I like to be in America


28 décembre 2010, 22h30, 1 heure de retard, 10 de décalage, nous débarquons à l’EZE. Minuit en punto nous sommes à Palermo chez Ana. Papoter, dormir, deux urgences que nous saurons honorer.

29 décembre 2010, retrouver la beauté de Buenos Aires, la parisienne que je suis se sent comme à la maison, quelque chose de familier se réveille. L’autre bout du monde n'est pas mystérieux. 
Nous gourmandons et parlons à profusion à n’importe quel inconnu. Dans l’après-midi, j’appuierai mon accent français, histoire d’avoir des réponses plus lentes, de récolter des bienvenus tonitruants ; de m’habituer à l’accent chuintant, junjonant, traînant et à leur grammaire originale. 
Nous sillonnerons la ville en métro, en bus, à pied avec la même frénésie que mettent les porteños lancés dans les dernières courses avant le réveillon. Un air de vacances flotte sur la capitale. Dès demain la ville se videra, direction la Pampa, Mar del Plata, el Bolson, à chacun ses préférences. Nous ferons mille plans comme si c’était plus facile ici. Que nenni, nous n’en suivrons aucun !
À Constitucion, la gare qui mène vers le sud, nous aurons deux places pour Bahia Blanca, mais Alfred hurlera sa non envie de se taper 15 h de train si vite alors que le bus met 7 h pour rejoindre Piguë, alors nous déclinerons. Nous saurons plus tard que c’était une chance à ne pas laisser passer, tant pis. Nous y dégusterons cependant notre première parillada. Nos papilles accueilleront avec frénésie nos premiers morceaux de barbaque, ça fond sous les dents comme un pavé sur la gueule d’un flic.  
À Retiro, le terminal de bus, nous hésiterons à nouveau mais nous n’achèterons aucun billet ! 
À Recolleta, nous nous tairons, bercés par la chaleur et la foule du bus.
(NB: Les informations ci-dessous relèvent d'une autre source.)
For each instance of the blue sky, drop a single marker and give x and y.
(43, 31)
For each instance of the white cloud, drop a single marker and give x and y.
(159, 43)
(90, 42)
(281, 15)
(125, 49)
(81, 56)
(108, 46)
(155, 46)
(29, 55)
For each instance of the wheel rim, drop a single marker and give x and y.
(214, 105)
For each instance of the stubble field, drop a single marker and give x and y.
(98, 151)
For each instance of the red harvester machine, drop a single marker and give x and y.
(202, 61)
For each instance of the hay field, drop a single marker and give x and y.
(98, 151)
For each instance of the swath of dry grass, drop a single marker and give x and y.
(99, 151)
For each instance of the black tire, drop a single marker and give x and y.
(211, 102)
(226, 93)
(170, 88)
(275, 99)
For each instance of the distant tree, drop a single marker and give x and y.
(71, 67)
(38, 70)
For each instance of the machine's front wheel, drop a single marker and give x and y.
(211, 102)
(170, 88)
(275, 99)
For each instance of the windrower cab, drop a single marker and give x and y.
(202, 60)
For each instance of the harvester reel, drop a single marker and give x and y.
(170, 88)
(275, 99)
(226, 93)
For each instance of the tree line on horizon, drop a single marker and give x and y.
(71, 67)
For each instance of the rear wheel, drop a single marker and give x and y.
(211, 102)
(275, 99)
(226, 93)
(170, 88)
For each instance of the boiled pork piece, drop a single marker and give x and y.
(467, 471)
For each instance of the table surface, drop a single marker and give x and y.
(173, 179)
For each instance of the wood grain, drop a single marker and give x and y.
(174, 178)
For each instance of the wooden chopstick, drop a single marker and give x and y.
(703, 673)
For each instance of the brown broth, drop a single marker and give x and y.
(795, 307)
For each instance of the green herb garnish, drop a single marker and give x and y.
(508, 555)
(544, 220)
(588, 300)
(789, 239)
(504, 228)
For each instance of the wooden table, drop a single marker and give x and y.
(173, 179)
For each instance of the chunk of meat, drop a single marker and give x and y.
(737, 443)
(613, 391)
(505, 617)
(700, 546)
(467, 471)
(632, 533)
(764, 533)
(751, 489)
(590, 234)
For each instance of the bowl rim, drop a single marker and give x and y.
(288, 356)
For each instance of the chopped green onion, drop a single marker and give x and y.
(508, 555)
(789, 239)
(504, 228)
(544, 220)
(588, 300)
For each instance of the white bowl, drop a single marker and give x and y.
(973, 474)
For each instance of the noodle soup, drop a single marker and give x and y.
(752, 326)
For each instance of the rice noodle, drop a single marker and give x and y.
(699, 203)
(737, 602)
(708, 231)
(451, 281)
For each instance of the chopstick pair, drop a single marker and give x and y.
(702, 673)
Heureux, dubitatifs et fatigués, nous retrouverons Ana, notre hôte pédiatre à la retraite, en plein ramdam à cause de son départ imminent pour Haïti. Elle doit participer à un plan d’entraide centrale et sud américaine mais la paperasserie locale n’a rien à envier à la nôtre.
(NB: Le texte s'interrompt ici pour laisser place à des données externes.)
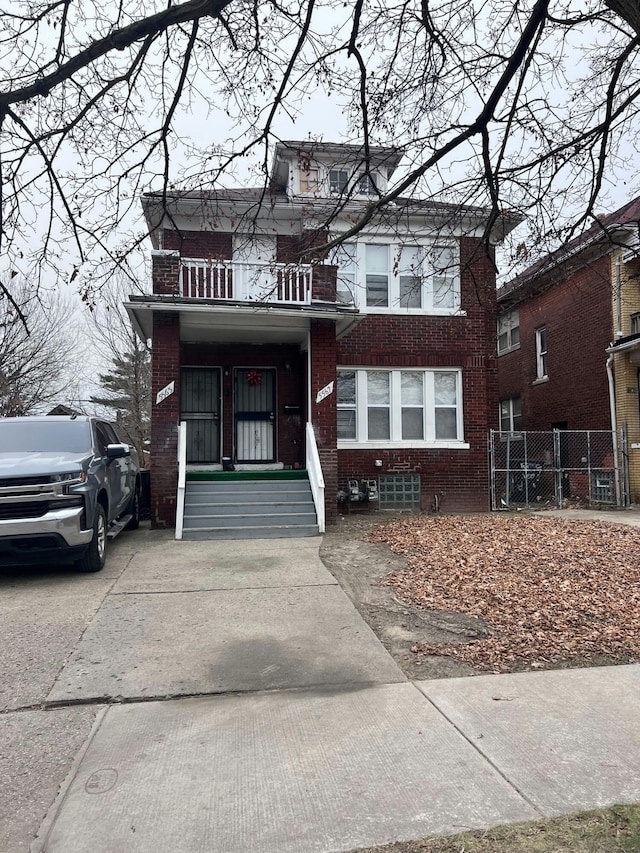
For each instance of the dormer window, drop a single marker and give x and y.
(366, 185)
(338, 180)
(308, 180)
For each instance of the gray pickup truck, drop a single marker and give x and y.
(67, 484)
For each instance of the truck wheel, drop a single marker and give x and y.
(134, 509)
(94, 557)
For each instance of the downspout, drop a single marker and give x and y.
(618, 299)
(614, 427)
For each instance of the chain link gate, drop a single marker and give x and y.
(558, 468)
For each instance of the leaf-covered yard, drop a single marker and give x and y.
(551, 591)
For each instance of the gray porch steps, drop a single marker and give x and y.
(248, 509)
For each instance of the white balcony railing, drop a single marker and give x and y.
(243, 282)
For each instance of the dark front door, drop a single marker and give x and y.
(200, 408)
(255, 414)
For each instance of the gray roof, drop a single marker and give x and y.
(625, 218)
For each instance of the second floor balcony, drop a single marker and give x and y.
(233, 281)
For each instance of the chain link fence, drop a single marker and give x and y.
(558, 469)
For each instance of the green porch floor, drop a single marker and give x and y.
(222, 476)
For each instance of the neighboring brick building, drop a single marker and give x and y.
(385, 345)
(569, 337)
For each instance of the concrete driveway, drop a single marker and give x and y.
(227, 697)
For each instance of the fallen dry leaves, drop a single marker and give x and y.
(549, 590)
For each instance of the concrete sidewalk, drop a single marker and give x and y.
(315, 742)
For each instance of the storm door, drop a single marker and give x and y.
(255, 414)
(200, 408)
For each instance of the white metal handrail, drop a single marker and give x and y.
(288, 284)
(316, 480)
(182, 477)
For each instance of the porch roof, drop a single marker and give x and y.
(211, 320)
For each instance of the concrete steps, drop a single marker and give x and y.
(249, 509)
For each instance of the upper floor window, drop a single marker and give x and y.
(541, 353)
(338, 180)
(508, 331)
(309, 182)
(366, 185)
(399, 406)
(345, 260)
(412, 277)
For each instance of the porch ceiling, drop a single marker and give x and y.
(240, 323)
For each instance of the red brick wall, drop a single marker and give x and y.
(164, 420)
(577, 316)
(166, 273)
(290, 365)
(199, 244)
(458, 477)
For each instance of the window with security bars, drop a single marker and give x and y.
(399, 491)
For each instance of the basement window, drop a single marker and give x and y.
(399, 491)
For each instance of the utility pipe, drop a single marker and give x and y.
(614, 428)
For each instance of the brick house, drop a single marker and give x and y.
(373, 361)
(569, 337)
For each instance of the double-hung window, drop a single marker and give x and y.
(366, 185)
(541, 353)
(410, 276)
(508, 331)
(412, 407)
(338, 180)
(377, 275)
(444, 265)
(344, 257)
(309, 182)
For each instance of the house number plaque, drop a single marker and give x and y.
(324, 392)
(165, 392)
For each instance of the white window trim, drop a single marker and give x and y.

30 décembre 2010, opération change. La veille, nous n’avions croisé que des ATM - mon amour - vides ou récalcitrants ! Ici tout semble moderne mais pas forcément en fonctionnement. La méfiance est la règle ; la mendicité des enfants et des femmes en est une autre, encore plus choquante. Une fois de plus Richesse et Pauvreté se sont mises en ménage pour le meilleur et pour le pire.
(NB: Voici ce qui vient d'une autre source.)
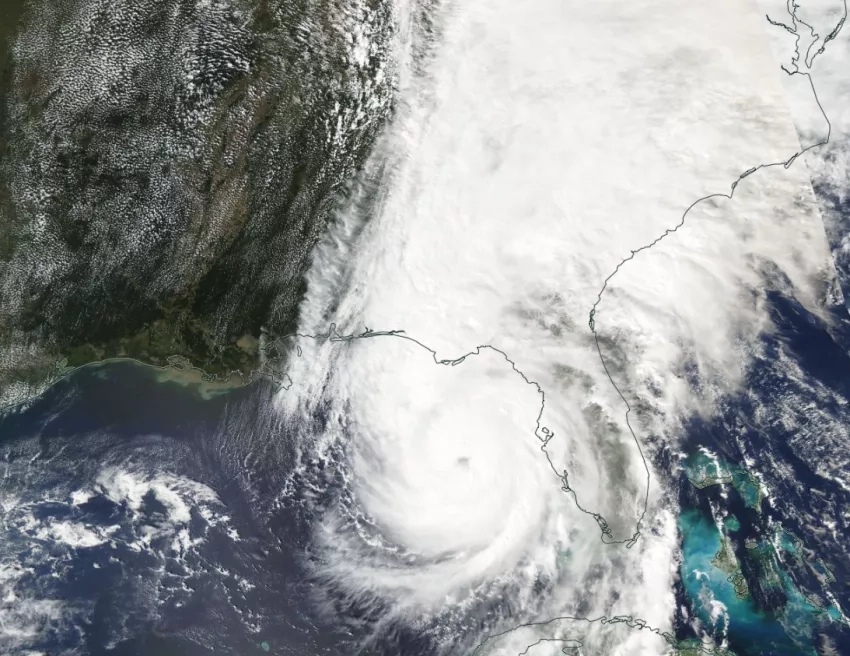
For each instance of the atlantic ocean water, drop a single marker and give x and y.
(144, 517)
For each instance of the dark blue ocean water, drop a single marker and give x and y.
(789, 427)
(189, 546)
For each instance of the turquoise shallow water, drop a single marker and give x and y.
(791, 629)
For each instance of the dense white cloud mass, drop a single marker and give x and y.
(539, 145)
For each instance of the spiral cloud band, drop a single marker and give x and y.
(538, 148)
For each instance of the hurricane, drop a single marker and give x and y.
(490, 355)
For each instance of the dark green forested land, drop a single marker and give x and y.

Donc nous voilà Plaça de Mayo près de Florida et du quartier des banques. Ana nous a appris la veille une réalité peu commune chez nous : y’a plus de billets de banque, les ATM mon amour sont vides, Argentins sortez vos cartes de crédit ! Les lobbies du papier veulent faire pression et les rotatives tournent à vide. Obligés d’aller frapper chez les voisins brésiliens pour qu’ils impriment des pesos. Mais vous savez ce que c’est, les brésiliens… la livraison a du retard. Aujourd’hui peut-être, ou alors demain. Les biftons se font désirer, pas moyen de toucher le grisbi. C’est bien joli mais nous, on a besoin de fraîche et fissa.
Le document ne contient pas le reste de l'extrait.